Il cuore di questa piccola rivoluzione parte da un concetto tanto banale quanto vitale, ovvero la visibilità. Sappiamo bene che spesso il pericolo nasce dal fatto che chi guida un mezzo pesante o un’auto semplicemente non vede chi si muove su due ruote, specialmente nelle ore più buie o nei tratti extraurbani. La legge spinge molto sull’idea di rendere il ciclista “luminoso”, un punto di riferimento visivo immediato che non lasci spazio a distrazioni. E se la visibilità è lo scudo preventivo, la protezione personale diventa l’ultima linea di difesa, con un occhio di riguardo per i più giovani, per i quali il casco non deve essere più un optional ma una cintura di sicurezza della testa.

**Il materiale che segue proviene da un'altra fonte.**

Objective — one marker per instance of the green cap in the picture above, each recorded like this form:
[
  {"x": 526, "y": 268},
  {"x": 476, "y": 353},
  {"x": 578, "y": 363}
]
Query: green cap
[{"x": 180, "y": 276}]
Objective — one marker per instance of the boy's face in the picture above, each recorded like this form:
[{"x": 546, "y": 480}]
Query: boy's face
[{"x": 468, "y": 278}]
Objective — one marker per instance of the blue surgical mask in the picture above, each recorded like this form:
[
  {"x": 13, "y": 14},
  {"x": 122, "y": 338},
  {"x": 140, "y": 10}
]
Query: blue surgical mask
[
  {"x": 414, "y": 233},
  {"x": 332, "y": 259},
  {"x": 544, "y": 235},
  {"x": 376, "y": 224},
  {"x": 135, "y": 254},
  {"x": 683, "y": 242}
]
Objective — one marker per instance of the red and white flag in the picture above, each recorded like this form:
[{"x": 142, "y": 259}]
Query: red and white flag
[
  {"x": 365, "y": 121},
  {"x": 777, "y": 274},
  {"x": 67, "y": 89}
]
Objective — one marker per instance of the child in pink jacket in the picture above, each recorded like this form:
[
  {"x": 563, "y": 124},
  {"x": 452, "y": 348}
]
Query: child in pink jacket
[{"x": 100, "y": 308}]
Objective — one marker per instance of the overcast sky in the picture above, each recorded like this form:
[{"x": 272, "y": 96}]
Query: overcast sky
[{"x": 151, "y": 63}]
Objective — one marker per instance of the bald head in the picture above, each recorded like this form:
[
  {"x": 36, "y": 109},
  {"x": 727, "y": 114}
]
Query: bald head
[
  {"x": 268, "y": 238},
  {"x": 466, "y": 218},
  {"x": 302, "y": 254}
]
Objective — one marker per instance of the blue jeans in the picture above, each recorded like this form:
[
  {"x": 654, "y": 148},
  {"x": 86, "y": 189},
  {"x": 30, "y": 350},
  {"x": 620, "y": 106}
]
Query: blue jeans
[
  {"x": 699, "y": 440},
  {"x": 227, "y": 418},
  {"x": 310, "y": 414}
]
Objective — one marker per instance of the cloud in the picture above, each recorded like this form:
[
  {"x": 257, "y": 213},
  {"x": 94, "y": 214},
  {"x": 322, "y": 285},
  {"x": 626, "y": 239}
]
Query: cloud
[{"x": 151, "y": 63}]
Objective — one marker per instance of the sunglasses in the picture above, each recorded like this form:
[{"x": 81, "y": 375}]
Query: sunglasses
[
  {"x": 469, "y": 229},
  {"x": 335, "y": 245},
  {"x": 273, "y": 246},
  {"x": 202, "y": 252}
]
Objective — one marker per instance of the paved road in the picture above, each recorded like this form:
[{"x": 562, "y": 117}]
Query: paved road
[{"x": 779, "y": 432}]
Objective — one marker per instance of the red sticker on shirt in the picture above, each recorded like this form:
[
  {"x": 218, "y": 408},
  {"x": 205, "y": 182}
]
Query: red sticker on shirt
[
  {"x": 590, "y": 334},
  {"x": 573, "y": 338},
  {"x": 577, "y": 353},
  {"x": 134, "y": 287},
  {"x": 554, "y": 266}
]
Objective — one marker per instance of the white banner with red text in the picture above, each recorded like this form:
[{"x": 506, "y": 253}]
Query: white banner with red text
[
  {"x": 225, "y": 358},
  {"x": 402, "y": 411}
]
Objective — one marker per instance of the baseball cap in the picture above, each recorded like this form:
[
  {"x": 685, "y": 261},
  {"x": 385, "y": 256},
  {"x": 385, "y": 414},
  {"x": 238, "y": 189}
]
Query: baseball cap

Distanza e visibilità al centro per ridurre incidenti bici-auto
Ma la vera sfida non è solo tecnica, è culturale. Spostare il dibattito fuori dai centri abitati, dove le velocità aumentano e i sorpassi diventano manovre azzardate, significa chiedere un patto di rispetto reciproco. La proposta di legge cerca di normare queste situazioni, spiegando come muoversi in gruppo e come gestire la distanza laterale, proprio per evitare quei malintesi che troppo spesso finiscono in tragedia. È un approccio che guarda al futuro anche attraverso la formazione: pensare che nei prossimi corsi per la patente si parlerà esplicitamente di come interagire con le bici è un segnale forte. Significa educare i guidatori di domani a vedere l’altro non come un ostacolo che rallenta la corsa, ma come una persona che sta semplicemente scegliendo un modo diverso di viaggiare.
Con il supporto della Commissione Trasporti e una spinta politica che sembra finalmente decisa, i primi mesi di questo 2026 potrebbero davvero segnare una svolta. Se tutto procederà secondo i piani, quella sensazione di tensione di cui parlavamo all’inizio potrebbe lasciare spazio a una maggiore serenità, sapendo che la legge non sta solo scrivendo articoli su un foglio, ma sta costruendo un ponte per una mobilità più umana e sicura per tutti.